Curtis Woody studied commercial art at Thomas Nelson Community College in Hampton, VA. He began exhibiting his “mixed media quilt paintings” in the 1980’s and has been featured in Images: A Celebration of African American History, Marlboro Gallery, Prince George's Community College, Largo, MD, 1993 where he received first prize and Emancipation: Meditations on Freedom, District of Columbia Art Center, 2014, among many others. He is currently represented by Zenith Gallery, Washington DC and Gallery Serengeti, Capitol Heights, MD.
REF: Zenith Gallery, https://www. zenithgallery.com/artists/curtis-woody/ and Curtis Woody’s resume.
PURVIS YOUNG
(1943-2010)
Purvis Young was an entirely selfeducated outsider artist from the Overtown neighborhood of Miami whose work was characterized by a blending of collage and paint applied to found surfaces. He was born into poverty in 1943. He never finished high school, but read whatever he could get his hands on at the library every possible moment. After a stint in prison in the 1960’s, he became inspired by Vietnam War demonstrations and protest art, especially the Wall of Respect mural in Chicago, painted by members of the Black Arts Movement. He created his own mural along a deserted stretch of Goodbread Alley in Overtown, tacking up his own paintings. After two years, his work began to draw attention from tourists, the media, and eventually, the owner of the Miami Art Museum, who briefly became Young’s patron.
Young’s magic realist paintings featured primitive calligraphic lines, often crowds of angels watching over turbulent cityscapes. His personal iconography included horses, which represented freedom, angels and large floating heads which represented hope and the goodness inherent in people, and round blue shapes which represented an all seeing establishment.
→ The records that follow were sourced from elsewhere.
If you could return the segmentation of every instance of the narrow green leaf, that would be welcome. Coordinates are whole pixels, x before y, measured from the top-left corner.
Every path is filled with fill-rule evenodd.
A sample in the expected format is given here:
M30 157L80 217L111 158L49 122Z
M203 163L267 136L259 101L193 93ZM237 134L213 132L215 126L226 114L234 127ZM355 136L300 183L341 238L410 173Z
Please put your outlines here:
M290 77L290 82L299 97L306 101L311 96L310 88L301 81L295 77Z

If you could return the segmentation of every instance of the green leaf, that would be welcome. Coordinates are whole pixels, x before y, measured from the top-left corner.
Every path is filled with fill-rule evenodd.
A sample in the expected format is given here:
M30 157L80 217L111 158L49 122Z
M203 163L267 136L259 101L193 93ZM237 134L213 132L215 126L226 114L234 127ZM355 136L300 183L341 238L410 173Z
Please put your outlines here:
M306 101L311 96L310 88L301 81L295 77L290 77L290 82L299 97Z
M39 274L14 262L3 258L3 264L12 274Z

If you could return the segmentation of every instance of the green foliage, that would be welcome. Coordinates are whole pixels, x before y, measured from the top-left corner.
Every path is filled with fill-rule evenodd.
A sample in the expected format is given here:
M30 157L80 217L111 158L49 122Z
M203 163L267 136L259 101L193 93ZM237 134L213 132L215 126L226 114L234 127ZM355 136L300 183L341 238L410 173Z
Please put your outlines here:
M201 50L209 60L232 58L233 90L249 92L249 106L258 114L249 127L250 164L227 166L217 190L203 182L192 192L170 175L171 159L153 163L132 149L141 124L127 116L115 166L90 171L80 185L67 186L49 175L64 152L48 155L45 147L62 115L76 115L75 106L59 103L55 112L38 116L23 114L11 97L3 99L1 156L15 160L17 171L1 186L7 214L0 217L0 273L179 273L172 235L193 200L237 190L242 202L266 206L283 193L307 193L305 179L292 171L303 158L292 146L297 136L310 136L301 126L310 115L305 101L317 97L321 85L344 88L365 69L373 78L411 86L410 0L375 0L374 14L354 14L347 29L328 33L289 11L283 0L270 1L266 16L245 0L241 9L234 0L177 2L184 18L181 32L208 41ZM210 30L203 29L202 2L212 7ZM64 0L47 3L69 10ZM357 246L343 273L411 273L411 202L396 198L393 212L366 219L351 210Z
His intriguing personal journey was the subject of the documentary, Purvis of Overtown, in 2006. The exhibition, 30 Americans, at the Corcoran Gallery of Art, Washington D.C. featured his work in 2012. Young’s work may be found in the collections of the New Orleans Museum of Art, the High Museum of Art, the Smithsonian American Art Museum, and the Philadelphia Museum of Art.